L’Association des sourds du Finistère vient d’être créée, elle remplace plusieurs associations qui unissent leurs forces pour plus de visibilité et d’accessibilité.

Le Finistère compte environ 500 personnes sourdes, une centaine d’entre elles adhèrent à l’Association des sourds du Finistère qui vient d’être créée le 5 septembre dernier.

Trois associations en une

« Nous rassemblons les personnes sourdes qui utilisent la langue des signes française pour s’exprimer », précise Lætitia Morvan, « Le Collectif des sourds du Finistère avait été initié en 2006 pour défendre nos intérêts devant le Conseil départemental qui souhaitait un interlocuteur unique lors de la création du service d’interprétariat en langue des signes française ». Ce service d’interprétation, d’intermédiation et d’accompagnement social (Savs) géré par l’association Don Bosco compte actuellement trois interprètes. L’une d’elles a assuré la traduction ce vendredi pour la présentation de la nouvelle association.

Ce Collectif des sourds du Finistère est donc désormais dissous et devient une commission « Sourd citoyen » dans la nouvelle association qui absorbe aussi l’Amicale des sourds du Finistère et l’Association des sourds de Cornouaille créée en 1977. Trois associations sont regroupées en une seule. Deux autres structures ont gardé leur indépendance : l’Association sportive des sourds de Brest, pour des questions de licences sportives, et l’Union des familles d’enfants sourds. Cette antenne de l’Association nationale de parents d’enfants sourds est en sommeil, plusieurs familles ont dû déménager à Poitiers, Rennes ou Toulouse pour trouver une école bilingue pour leurs enfants.

Trop peu d’interprètes en langue des signes

La nouvelle association reprend tous les partenariats initiés auparavant par le collectif, avec le Festival de cinéma de Douarnenez notamment.
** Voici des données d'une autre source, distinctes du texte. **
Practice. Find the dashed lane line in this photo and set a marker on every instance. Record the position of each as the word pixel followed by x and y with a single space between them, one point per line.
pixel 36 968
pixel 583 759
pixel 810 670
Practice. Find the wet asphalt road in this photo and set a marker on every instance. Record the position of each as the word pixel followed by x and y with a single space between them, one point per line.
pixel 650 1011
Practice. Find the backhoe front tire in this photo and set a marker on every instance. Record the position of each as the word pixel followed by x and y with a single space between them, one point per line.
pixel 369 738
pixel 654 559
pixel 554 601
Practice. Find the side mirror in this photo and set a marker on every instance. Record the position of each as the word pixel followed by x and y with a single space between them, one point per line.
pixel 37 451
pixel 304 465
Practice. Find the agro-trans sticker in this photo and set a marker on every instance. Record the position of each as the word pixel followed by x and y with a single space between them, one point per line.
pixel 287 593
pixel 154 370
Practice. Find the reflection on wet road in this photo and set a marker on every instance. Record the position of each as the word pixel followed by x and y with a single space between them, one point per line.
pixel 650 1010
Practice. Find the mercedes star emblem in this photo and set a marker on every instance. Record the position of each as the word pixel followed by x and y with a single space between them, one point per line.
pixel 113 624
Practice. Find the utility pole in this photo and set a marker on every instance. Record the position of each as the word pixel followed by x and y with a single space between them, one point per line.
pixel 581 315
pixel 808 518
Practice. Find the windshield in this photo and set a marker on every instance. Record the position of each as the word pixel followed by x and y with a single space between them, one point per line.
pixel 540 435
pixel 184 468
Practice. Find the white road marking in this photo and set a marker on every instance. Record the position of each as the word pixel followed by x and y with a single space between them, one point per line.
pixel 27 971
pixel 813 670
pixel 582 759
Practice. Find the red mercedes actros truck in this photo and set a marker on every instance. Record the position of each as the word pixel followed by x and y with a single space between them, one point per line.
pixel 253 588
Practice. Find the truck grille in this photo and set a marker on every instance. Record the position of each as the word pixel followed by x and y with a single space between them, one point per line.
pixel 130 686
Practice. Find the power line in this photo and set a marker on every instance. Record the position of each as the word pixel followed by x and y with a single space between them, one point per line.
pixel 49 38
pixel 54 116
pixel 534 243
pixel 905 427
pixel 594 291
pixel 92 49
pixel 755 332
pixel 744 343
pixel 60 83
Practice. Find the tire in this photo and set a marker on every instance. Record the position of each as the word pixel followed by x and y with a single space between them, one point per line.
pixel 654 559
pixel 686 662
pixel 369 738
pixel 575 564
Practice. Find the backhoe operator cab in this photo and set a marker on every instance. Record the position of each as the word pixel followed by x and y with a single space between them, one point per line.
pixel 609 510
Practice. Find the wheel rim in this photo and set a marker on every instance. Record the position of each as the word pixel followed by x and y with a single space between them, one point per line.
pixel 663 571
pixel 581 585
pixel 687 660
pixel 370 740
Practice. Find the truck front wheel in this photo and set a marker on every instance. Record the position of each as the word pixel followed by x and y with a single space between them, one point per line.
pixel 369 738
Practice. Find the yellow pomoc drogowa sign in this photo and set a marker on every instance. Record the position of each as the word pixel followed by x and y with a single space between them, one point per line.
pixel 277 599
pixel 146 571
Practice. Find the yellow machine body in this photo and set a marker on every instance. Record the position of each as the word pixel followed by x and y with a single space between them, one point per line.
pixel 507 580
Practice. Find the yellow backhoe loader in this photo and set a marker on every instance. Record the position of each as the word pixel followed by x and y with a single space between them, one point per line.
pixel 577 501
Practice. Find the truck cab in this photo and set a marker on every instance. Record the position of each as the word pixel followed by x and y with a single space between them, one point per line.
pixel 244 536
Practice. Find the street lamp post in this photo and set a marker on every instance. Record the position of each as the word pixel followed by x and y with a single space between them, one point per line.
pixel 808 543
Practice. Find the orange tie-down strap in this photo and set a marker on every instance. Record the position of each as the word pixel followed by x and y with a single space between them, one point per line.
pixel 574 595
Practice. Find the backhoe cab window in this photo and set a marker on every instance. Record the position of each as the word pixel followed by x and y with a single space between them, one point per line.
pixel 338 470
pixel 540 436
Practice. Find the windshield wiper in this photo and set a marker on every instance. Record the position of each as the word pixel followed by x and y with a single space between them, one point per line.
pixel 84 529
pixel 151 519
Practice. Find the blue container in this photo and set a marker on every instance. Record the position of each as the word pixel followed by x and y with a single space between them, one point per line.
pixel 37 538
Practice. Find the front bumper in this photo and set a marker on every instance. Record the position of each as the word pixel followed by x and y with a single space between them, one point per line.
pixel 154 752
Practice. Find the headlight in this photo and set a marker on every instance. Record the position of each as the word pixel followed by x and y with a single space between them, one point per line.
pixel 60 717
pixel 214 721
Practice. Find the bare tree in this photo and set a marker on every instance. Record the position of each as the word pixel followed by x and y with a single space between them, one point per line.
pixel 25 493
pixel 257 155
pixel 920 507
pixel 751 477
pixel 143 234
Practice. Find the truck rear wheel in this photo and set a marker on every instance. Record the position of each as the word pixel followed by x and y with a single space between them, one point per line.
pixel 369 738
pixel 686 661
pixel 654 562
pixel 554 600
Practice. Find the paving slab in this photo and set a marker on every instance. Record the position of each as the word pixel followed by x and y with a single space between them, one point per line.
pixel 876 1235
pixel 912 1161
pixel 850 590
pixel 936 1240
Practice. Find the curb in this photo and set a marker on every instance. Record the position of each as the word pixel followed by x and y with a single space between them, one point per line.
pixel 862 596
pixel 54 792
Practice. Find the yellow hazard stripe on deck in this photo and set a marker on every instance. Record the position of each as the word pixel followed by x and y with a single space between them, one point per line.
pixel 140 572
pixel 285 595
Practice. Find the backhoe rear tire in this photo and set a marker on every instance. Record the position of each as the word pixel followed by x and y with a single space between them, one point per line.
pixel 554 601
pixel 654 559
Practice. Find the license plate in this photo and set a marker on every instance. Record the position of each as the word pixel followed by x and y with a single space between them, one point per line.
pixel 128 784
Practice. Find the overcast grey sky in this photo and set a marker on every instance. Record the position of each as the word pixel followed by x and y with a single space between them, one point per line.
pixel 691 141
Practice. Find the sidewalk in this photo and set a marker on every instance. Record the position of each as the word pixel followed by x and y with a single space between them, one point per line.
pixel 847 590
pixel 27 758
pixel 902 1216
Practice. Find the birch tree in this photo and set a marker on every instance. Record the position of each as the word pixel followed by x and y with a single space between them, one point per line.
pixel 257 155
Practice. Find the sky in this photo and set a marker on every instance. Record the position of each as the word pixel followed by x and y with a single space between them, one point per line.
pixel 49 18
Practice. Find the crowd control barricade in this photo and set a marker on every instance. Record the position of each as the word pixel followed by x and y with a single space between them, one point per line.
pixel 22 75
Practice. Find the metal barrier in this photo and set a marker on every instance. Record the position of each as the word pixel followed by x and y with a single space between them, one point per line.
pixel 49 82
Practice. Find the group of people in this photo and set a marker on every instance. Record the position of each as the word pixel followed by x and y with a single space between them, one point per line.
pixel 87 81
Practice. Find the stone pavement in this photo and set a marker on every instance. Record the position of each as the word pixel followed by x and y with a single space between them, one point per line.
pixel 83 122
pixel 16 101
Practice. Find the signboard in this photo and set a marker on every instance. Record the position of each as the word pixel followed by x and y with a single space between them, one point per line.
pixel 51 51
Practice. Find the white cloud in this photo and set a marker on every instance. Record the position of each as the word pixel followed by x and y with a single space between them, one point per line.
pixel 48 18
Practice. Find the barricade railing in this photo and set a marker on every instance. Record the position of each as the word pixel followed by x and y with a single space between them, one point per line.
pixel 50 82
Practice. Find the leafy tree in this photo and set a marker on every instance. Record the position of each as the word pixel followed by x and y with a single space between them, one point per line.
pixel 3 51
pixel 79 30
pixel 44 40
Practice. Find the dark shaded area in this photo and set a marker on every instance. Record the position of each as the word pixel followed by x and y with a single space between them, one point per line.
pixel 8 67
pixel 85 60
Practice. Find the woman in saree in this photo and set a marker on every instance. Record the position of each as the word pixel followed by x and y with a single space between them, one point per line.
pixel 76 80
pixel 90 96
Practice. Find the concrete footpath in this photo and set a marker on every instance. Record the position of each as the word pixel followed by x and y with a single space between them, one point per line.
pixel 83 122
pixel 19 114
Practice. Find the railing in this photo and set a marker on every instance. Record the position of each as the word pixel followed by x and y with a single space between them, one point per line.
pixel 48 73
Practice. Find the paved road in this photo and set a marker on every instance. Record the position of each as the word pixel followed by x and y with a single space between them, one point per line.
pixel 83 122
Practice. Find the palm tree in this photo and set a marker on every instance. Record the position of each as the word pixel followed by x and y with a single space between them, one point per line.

Les représentations au sein des différentes commissions d’accessibilité des villes du Finistère se poursuivent également.

« Dans le secteur de la santé et en politique, on souhaite qu’il y ait davantage de traductions en langue des signes pour nous offrir plus d’autonomie. Dans les cliniques et hôpitaux, il y a trop peu d’accessibilité, comme sur les grands événements. Pourtant, c’est possible quand on voit les efforts qui ont été faits par exemple sur le Tour de France, on espère que les quatre étapes en Bretagne en bénéficieront », ajoute Éric Pineau, responsable de la commission Sourds citoyens dans l’association.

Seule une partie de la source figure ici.